How Much Should You Be Saving for Retirement?
If you’re 40 or younger, it’s tough to predict how much money you might need to be saving for retirement because its decades away. A few key calculations, however, can help you make sure your savings plan is on track.
Saving Depends on Life Stage
Rebecca Pace, a Cincinnati-based financial planner and CPA, recommends putting aside at least 10 percent of your income when you’re in your 20s and 30s — and even more if you’re single. “I wouldn’t expect they could continue to add a lot to it while they’re raising a family, but if they’ve put something aside early, it should continue to work for them until they can save again,” she says.
Another good reason to save aggressively now: The younger you are when you start, the longer your money will have time to grow. This means you’ll need to set aside a lot less to reach the same goal than if you waited just a few more years to get started.
For example, if you’re 25, you only need to invest about $3,600 per year to end up with $1 million by the time you’re 65 if your investments return 8 percent per year. But if you wait until you’re 30 to start, you’ll need to set aside about $5,400 per year to end up with the same $1 million at age 65. And starting at 40 requires $12,700 a year to reach the same magic $1 million. Finally, you’ll need a whopping $34,000 per year to reach the same goal if you procrastinate until you’re 50.
A recent study by T. Rowe Price reveals most people need to set aside at least 15 percent of their pretax salary for their investments to replace 50 percent or more of their current salary in retirement. This may be enough if you’re getting an extra 20 percent or more of your preretirement income in Social Security and pension payouts. But you’ll need to fill more of the gap yourself if you don’t expect to receive a pension, live in an expensive area or will still have a mortgage or other housing payment after retirement.
How to Afford to Save
The reality is that it isn’t always easy to set aside money for retirement when you’re nowhere near your peak income and just trying to pay your regular bills. The good news: You have plenty of help. The IRS and most employers kick in some money, so you can set aside a substantial amount of money without taking much of a hit in your paycheck.
For example, if your employer matches 50 cents on the dollar for up to 6 percent of your salary and you earn $40,000, you’d get the maximum match if you contribute $2,400 in a 401k. In that case, you’d get $1,200 from your employer, bringing your total contribution up to $3,600.
And that $2,400 doesn’t lower your paycheck dollar for dollar either, since you’re investing the money pretax. If you’re in the 25 percent bracket, investing $2,400 would only reduce your take-home pay by $1,800 for the year. So it actually would cost you just $150 per month to end up with a $3,600 contribution every year. Start at age 30, and you’d have about $670,000 by age 65.
If you can also afford to invest $200 per month in a Roth IRA, your total savings rate would rise to 15 percent of your $40,000 salary. Continue to invest that much for 35 years, and you could end up with more than $440,000 at age 65, totally tax-free under Roth rules. Add the two together, and you’d have more than $1.1 million for retirement.

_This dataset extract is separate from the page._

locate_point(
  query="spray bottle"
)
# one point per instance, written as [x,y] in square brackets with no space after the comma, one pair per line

Trick Yourself into Saving
Even with all these benefits, you may not initially be able to afford to save 15 percent of your salary. And you shouldn’t be setting aside that much until you cover your other bases first — keeping three to six months’ worth of living expenses in an emergency fund so you don’t have to raid your retirement account (and pay steep penalties) if unexpected expenses crop up. It’s also essential to pay off high-interest credit card debt first so you don’t waste money on monthly interest charges.
But once you’ve met these obligations, the best way to maximize your money is to get it into savings before you can spend it. With a 401k, the money is subtracted from your paycheck before you see it.
You can also make automatic investments into a Roth IRA. Even just $100 per month can add up to $1,200 a year. And if you’re 30 now, keep saving at that pace for the next 35 years and your investments earn 8 percent annually, you’ll have about $220,000 tax-free by the time you’re 65.
While you’ll still need to increase your savings rate when you can afford to, these examples demonstrate it’s never too early to start. And it’s easy to increase your savings rate whenever you get a raise, bonus, tax refund, gift or any other form of extra money. When you’re used to living on less, it’s easy to invest the extra cash before you can spend it.